There are so many ways to implement coaching effectively, but some specific strategies are listed below:
- Ask questions
- Listen intently
- Be non-judgmental
- Align ideas to research and evidence
- Model strategies
- Provide honest feedback
- Create a safe environment that encourages conversation
- Utilize positive reinforcement
The other day, I facilitated a coaching session with leaders as part of a year-long partnership with the Kentucky Department of Education (KDE) on digital leadership. The stage was set in separate large group sessions described below:
In order to fully understand the impact remote learning has on teaching and learning, we must be purposeful in the role we play in supporting and leading teachers in a digital environment. We must inspect what we expect. The only way to do this is to roll up our sleeves and jump into the digital learning environment with our teachers and students. To best assess our current levels of teaching and learning performance in a digital environment, we must understand how to collect the evidence that helps shape our overall understanding of learning now and in the future.
Once we have gathered the appropriate evidence of teaching and learning in a digital environment, participants will be led through the process of analyzing and interpreting evidence collected in an effort to understand the current conditions teachers are creating, and students are learning in each day. Once there is an understanding of the current landscape, practical ways will be shared in how to coach teachers to keep sound instructional design at the forefront of teaching and learning.

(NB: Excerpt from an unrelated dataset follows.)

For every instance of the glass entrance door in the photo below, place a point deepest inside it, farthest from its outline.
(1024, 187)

During these touchpoints, I offered specific ways for leaders to successfully gather and interpret evidence of teaching and learning to be in a better position to lead pedagogical change. In between two major workshops have been many small sessions where participants have been tasked with bringing evidence to illustrate how they are successfully leading change in their districts and get valuable feedback. Each coaching cycle has been designed to personalize the experience for all participants. My facilitation partner from KDE, Ben Maynard, has been incredible at using Google Jamboard for participants to upload artifacts, ask questions, and brainstorm strategies that the leaders hope to implement in the near future.
During one session, Jill Angelucci, an assistant principal from George Rogers Clark High School, shared an extraordinary artifact that resulted from professional learning that had been implemented throughout the year. Since things have been challenging during the pandemic, her school wanted to move beyond the challenges and instead focus on the positives. What they came up with was having teachers routinely present on what’s worked well. In my opinion, this was genius and not only shared effective practices but also built people up in the process.

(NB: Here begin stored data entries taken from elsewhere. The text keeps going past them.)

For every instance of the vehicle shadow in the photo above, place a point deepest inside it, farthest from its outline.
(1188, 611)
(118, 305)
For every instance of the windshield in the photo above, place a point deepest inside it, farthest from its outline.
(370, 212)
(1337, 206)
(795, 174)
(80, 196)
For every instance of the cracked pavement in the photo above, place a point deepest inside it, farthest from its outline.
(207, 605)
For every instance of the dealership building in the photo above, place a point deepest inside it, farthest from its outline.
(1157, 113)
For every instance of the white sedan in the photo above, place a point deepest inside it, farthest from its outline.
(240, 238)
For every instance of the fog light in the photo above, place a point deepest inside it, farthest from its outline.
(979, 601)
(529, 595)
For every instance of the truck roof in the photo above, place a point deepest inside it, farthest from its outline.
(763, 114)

Teachers presented for approximately 30 minutes once a month on Thursday. Below you can see an example of what was created using Canva as a result of the sessions at Jill’s school. You can see all of them HERE.

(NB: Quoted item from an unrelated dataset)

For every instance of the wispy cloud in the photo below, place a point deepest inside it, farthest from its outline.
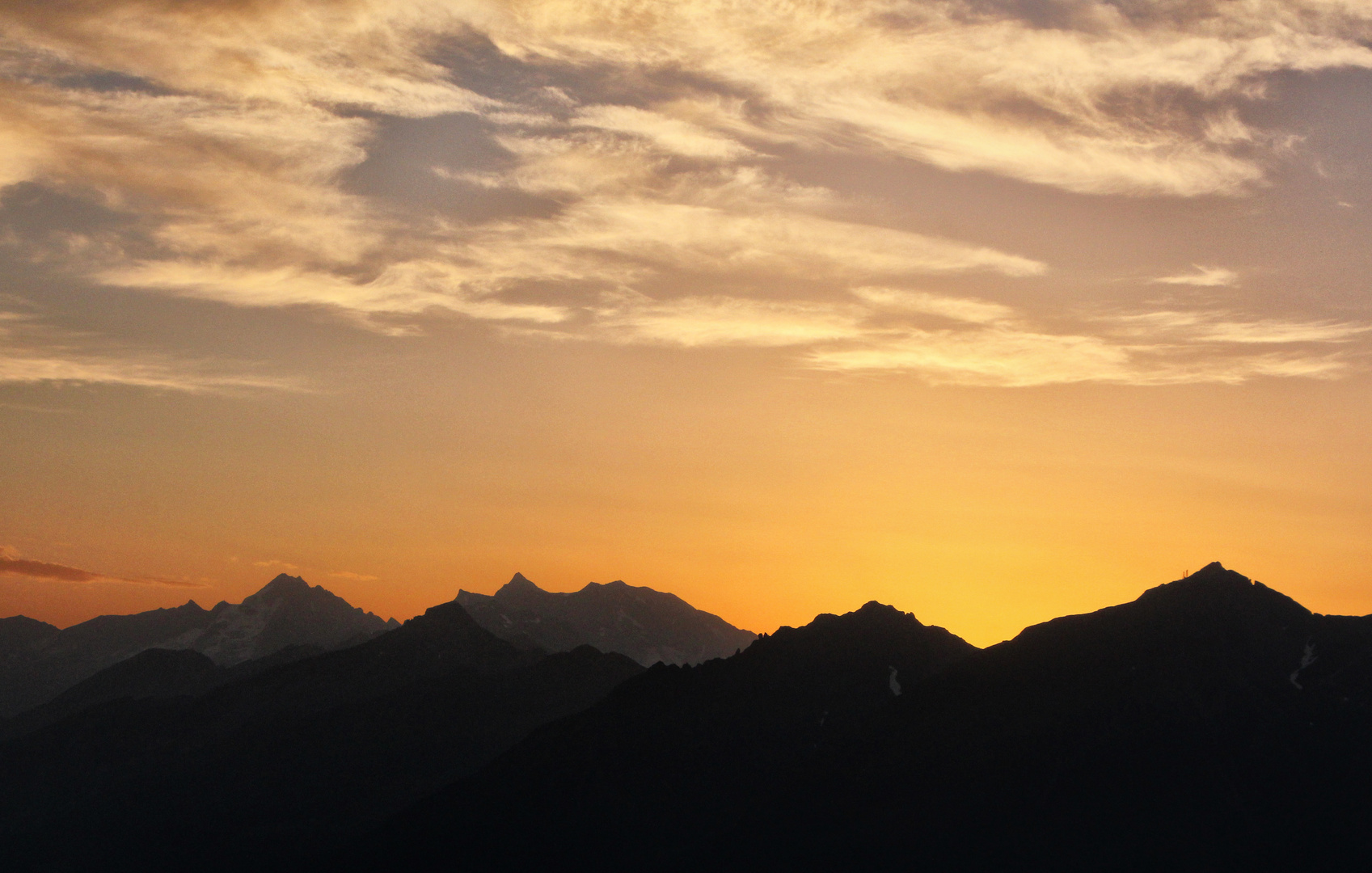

She was able to model digital strategies and ways for teachers to incorporate voice, choice, and path into their learning. It created a second piece to the overall strategy of ‘Think Tank Thursday’ where they continually share and identify other strategies made available to all staff. This was all accomplished while students were remote and almost entirely through Google Meet sessions. Innovative use of space and time was made available, and they plan to continue this while kids return to the building.
The artifact above was one of many that have been shared during the longitudinal work with KDE. The effective elements of coaching listed earlier in this post weren’t just used by me, but instead the entire group. It was a collaborative process where tangible outcomes were shared and analyzed. Coaching takes the “why” and moves educators along a continuum of effectively leading change and what can be used to show success.